Background information
Technical stuff

  Hardware and software
The project was assembled with a Pentium 233 Mhz network station with a 6.4 Gb HDD and 32Mb RAM, and a Gateway Solo 2500 S5-200SE laptop.
All images were captured using a Umax Astra 121OP flatbed scanner and a Kodak DC120 digital camera.
  The web pages were constructed with Adobe Pagemill 3.0 and the images edited with Paintshop Pro 5.  
Although the project staff had no previous experience of assembling pages for the Internet using HTML we found it to be surprisingly easy with the above hardware and software. After an initial period of working on web pages in the HTML code to familiarise ourselves with the language, we switched to Adobe Pagemill which made the construction of template pages both quick and easy (particularly where tables and cells were involved!). At a price of around £70 Adobe Pagemill coped with almost everything we asked of it; although we found retrospective editing of pages created in this way from the source code alone was not straightforward.  
  Image handling
Although using the flatbed scanner gave us high quality images from archival documents it did raise questions concerning the conservation of fragile or tightly bound materials. We were initially advised to scan the images for our web pages at a low resolution so as to speed the downloading process; however as the project depends on good quality images of original material we decided to use better images and accept that there would be a trade-off in terms of download time. Most of the images were scanned at a resolution of 300 dots per inch. This allows reduction of colour depth without too much loss of detail. The final images used on the pages were Graphic Interchange Format (gif) files.

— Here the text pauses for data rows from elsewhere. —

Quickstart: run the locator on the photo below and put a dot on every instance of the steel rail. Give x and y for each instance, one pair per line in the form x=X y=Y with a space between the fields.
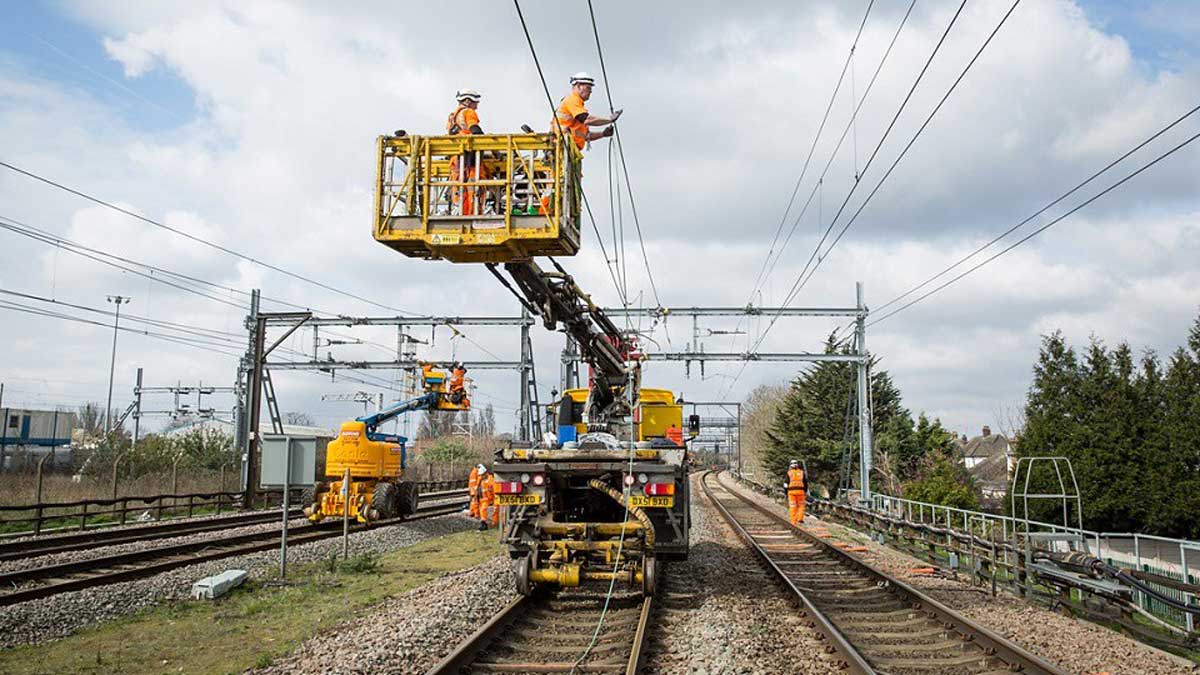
x=990 y=644
x=502 y=631
x=109 y=537
x=75 y=575
x=63 y=543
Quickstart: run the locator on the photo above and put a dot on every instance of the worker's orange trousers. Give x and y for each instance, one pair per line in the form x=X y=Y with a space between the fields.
x=796 y=507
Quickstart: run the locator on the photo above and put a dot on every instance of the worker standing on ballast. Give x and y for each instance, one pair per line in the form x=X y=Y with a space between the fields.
x=797 y=488
x=473 y=490
x=489 y=512
x=465 y=121
x=481 y=495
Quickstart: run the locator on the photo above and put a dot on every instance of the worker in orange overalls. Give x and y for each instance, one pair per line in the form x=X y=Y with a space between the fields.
x=483 y=495
x=675 y=435
x=457 y=383
x=473 y=491
x=489 y=512
x=465 y=121
x=797 y=485
x=573 y=119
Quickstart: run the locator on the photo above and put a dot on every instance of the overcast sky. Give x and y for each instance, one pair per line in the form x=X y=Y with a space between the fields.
x=252 y=125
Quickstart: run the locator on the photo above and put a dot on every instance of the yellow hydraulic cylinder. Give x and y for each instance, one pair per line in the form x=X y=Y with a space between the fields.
x=603 y=529
x=563 y=575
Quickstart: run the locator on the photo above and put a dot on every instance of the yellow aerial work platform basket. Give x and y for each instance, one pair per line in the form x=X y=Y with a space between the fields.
x=479 y=198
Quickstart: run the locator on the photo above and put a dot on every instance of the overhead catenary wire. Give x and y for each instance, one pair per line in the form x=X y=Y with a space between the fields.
x=820 y=257
x=624 y=169
x=154 y=273
x=190 y=342
x=809 y=268
x=97 y=255
x=858 y=175
x=766 y=272
x=1042 y=210
x=1041 y=230
x=813 y=147
x=198 y=239
x=833 y=155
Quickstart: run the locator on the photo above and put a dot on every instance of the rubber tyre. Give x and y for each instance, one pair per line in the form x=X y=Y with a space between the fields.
x=384 y=500
x=521 y=572
x=649 y=577
x=307 y=499
x=407 y=497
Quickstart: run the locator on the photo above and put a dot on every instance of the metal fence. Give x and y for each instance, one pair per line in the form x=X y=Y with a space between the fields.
x=1002 y=553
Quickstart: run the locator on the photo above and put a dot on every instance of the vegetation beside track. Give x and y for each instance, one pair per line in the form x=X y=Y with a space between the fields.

  The average size of one of our web pages (including images and buttons) is probably around 130KB. In any case, as we hope the site will have a long life, we preferred to exploit tomorrow's technology.
  The digital camera was particularly useful in capturing images of urban and rural landscapes. It is very striking when you compare a scene from an old black and white photograph with a modern colour image of the same scene. The digital camera gave us the ability to achieve this in a few hours. We also used it to show communities referred to in the records (helpful for browsers who are unfamiliar with those aspects that make Powys special). It also proved useful for getting images of documents, especially maps, which were too large to scan. (To see an image captured in this way, click here.)  
Perhaps the most important thing we have learned from the twelve months of Phase 1 is that the design of the pages and the site as a whole is paramount. The actual assembly of pages in HTML has turned out to be easier than anticipated - but we were fortunate to be able to exploit the skills and experience of a project assistant who had previously worked in exhibition and graphic design and on publications. In the end, we came to the conclusion that it was more useful to us to imagine the website as an electronic exhibition space than as an electronic version of the printed page.